The reasons behind this increase aren’t fully understood, but researchers point to rising obesity rates, more sedentary lifestyles, and changes in diet as likely contributors. Symptoms like persistent changes in bowel habits, rectal bleeding, or unexplained weight loss in younger women should not be dismissed as too unlikely to be cancer.

Cervical Cancer: A Success Story in Prevention

Cervical cancer was once one of the leading causes of cancer death in women. Today it ranks much lower, with about 7.6 new cases per 100,000 women each year. Two tools drove that decline: the Pap smear, which catches precancerous changes before they become cancer, and the HPV vaccine.

HPV vaccination has proven remarkably effective. Early vaccination reduces cervical precancers by 40 percent and cuts the overall risk of developing cervical cancer by more than 80 percent. The vaccine works best when given before any exposure to the virus, which is why it’s recommended for preteens, though it can be given through age 26 and in some cases up to 45. Cervical cancer is one of the most preventable cancers that exist, yet cases still occur primarily in women who were never screened or vaccinated.

What You Can Do to Lower Your Risk

No single action eliminates cancer risk, but several habits meaningfully reduce it across multiple cancer types. Maintaining a healthy weight is one of the most impactful, particularly after menopause, when excess body fat drives estrogen production and raises breast cancer risk. Regular physical activity, even moderate walking for 30 minutes a day, is independently associated with lower risk of breast and colorectal cancer.

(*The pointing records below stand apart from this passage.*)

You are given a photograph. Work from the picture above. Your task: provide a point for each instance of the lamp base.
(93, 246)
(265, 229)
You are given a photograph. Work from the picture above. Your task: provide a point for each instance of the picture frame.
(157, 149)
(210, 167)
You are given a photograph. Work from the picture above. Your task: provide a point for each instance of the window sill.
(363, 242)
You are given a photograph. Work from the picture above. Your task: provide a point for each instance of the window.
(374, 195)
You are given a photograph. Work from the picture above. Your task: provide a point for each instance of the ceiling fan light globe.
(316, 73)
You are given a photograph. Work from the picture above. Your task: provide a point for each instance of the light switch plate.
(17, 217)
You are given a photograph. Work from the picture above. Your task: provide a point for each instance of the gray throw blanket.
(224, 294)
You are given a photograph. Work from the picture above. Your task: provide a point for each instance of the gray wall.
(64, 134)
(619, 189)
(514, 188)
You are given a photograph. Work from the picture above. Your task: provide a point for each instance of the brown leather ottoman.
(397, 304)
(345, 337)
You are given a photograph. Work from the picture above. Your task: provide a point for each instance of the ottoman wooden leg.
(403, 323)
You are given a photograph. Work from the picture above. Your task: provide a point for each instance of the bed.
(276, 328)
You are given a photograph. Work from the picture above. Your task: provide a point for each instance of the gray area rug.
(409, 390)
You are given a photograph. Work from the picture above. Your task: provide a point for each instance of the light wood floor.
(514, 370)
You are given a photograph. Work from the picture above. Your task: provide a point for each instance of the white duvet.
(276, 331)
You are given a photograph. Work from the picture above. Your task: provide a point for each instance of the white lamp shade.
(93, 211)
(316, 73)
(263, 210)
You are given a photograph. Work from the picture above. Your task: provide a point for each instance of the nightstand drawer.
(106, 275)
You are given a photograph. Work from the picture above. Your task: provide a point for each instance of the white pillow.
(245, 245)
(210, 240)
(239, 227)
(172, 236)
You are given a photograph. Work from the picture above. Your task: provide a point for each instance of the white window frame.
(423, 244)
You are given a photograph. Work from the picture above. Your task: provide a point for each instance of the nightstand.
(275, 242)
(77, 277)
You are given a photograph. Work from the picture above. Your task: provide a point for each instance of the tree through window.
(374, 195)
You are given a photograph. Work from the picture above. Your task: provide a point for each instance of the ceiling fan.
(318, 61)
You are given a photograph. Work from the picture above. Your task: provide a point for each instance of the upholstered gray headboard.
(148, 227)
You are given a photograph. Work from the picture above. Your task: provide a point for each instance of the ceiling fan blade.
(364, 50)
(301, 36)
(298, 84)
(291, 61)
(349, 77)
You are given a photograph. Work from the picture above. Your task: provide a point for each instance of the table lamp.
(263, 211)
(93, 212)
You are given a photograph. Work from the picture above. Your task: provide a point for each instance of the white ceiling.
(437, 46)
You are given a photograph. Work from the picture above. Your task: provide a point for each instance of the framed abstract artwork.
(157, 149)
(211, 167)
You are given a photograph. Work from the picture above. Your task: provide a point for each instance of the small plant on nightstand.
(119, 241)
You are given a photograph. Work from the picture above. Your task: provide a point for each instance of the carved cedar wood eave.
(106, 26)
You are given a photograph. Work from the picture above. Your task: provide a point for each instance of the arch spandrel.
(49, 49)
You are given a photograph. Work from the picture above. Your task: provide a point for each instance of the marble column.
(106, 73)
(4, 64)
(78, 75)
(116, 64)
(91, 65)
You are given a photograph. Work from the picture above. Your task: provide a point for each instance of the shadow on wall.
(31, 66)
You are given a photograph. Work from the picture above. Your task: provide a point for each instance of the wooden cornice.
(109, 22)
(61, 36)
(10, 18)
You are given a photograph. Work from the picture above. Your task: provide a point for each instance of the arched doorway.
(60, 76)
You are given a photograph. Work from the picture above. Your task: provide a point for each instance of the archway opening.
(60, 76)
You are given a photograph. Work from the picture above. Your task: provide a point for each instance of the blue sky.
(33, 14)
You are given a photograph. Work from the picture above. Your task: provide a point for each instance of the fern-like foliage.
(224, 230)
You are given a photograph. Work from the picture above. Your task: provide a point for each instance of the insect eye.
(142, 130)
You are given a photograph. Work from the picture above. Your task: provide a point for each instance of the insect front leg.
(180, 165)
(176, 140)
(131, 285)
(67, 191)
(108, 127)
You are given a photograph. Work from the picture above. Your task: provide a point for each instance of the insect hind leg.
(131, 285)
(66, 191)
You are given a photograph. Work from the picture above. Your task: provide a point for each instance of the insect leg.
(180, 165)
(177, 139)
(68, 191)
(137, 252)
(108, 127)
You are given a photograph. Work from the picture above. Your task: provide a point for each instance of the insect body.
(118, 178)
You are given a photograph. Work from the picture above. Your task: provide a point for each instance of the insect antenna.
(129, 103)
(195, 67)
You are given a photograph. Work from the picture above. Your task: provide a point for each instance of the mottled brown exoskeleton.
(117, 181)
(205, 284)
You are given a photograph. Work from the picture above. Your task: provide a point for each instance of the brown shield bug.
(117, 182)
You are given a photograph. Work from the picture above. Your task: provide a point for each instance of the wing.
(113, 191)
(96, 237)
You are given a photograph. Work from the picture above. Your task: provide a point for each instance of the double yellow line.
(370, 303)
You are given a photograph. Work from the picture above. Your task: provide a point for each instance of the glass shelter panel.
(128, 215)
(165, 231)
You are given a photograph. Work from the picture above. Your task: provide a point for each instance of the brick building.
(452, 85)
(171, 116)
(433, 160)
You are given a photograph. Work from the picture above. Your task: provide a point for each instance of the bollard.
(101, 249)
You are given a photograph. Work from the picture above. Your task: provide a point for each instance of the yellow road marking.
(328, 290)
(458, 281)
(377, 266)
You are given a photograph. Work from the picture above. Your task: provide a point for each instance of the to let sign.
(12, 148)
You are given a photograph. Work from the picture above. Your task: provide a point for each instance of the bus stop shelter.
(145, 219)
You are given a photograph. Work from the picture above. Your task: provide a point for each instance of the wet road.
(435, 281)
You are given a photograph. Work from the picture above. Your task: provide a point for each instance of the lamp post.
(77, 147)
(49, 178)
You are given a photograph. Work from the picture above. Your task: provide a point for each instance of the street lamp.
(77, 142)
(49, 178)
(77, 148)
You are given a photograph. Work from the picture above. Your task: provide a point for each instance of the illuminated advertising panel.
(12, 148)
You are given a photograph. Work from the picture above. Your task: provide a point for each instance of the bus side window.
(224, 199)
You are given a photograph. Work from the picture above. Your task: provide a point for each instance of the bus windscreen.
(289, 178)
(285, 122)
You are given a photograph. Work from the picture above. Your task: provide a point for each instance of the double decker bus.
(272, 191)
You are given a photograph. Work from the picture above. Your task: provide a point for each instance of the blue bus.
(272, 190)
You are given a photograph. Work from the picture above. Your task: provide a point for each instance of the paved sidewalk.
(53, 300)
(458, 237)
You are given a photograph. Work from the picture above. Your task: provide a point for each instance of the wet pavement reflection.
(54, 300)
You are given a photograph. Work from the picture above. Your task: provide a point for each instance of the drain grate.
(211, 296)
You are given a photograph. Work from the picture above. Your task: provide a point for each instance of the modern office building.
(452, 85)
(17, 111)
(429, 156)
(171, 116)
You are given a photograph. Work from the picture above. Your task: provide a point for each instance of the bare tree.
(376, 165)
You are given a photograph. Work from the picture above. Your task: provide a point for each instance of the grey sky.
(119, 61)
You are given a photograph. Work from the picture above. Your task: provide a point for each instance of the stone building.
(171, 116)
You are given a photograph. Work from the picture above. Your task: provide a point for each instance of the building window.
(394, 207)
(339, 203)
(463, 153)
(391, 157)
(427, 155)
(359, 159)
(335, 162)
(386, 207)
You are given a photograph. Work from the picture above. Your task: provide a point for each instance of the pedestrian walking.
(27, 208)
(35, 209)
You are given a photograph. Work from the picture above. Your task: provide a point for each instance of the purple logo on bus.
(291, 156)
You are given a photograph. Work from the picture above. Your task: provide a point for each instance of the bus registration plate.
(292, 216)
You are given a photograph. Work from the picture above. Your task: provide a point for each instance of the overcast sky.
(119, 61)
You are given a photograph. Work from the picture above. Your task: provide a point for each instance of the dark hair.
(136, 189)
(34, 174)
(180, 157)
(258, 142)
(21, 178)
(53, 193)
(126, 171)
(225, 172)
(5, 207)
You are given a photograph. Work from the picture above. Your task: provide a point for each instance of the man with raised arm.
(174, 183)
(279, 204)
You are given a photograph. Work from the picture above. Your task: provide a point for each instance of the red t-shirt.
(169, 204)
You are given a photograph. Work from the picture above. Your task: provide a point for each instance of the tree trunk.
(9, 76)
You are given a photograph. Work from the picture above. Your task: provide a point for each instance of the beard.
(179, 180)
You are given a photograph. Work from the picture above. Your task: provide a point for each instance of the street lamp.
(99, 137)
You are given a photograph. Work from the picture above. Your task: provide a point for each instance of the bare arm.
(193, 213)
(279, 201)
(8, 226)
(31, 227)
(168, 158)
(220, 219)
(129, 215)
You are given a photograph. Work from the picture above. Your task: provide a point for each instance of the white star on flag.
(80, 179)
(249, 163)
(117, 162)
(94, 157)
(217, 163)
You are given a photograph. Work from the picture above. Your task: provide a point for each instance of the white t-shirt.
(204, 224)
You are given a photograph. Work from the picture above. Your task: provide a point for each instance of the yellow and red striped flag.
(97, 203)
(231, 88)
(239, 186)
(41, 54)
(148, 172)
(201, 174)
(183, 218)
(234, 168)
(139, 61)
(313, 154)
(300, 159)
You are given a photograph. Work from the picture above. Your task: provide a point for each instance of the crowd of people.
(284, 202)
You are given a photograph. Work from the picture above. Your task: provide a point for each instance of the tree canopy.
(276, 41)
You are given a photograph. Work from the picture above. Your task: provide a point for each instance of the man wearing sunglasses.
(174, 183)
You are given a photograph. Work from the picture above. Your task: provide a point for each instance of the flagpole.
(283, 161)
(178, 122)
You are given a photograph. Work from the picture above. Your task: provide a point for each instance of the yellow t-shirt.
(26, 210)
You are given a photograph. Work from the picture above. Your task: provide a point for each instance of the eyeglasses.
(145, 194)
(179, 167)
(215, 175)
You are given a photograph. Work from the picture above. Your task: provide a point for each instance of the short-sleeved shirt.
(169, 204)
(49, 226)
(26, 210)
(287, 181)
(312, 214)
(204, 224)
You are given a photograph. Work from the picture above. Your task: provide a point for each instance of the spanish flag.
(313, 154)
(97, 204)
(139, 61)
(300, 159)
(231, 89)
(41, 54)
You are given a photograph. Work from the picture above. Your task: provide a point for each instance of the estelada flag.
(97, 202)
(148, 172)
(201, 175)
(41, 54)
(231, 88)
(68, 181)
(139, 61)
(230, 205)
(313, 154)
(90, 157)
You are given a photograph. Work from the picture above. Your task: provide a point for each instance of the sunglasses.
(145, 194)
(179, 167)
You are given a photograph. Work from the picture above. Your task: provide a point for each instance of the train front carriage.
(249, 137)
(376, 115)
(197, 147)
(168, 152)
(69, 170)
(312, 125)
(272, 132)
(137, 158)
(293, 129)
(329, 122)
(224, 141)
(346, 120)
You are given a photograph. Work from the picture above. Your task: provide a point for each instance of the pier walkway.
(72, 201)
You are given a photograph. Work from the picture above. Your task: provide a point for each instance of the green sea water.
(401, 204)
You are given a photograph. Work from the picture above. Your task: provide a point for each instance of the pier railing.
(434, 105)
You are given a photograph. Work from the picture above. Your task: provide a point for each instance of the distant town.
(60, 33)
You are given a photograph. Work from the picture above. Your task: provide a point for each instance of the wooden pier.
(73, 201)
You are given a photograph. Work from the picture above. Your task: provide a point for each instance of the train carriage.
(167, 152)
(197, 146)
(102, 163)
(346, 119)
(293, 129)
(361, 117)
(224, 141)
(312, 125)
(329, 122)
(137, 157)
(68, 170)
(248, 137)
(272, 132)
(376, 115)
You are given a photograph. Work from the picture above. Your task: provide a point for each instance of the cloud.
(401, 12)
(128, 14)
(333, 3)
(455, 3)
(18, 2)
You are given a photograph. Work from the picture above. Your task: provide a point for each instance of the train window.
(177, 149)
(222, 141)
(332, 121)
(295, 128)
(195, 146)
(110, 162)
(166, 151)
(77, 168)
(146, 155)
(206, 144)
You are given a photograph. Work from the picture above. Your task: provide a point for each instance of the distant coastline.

Limiting alcohol matters more than many women realize. Even one drink per day modestly increases breast cancer risk, and the risk rises with each additional drink. Not smoking dramatically reduces the chances of lung cancer, which remains the deadliest cancer in women despite being largely preventable. And staying current with recommended screenings for breast, cervical, and colorectal cancer remains the most reliable way to catch problems early, when treatment works best and survival rates are highest.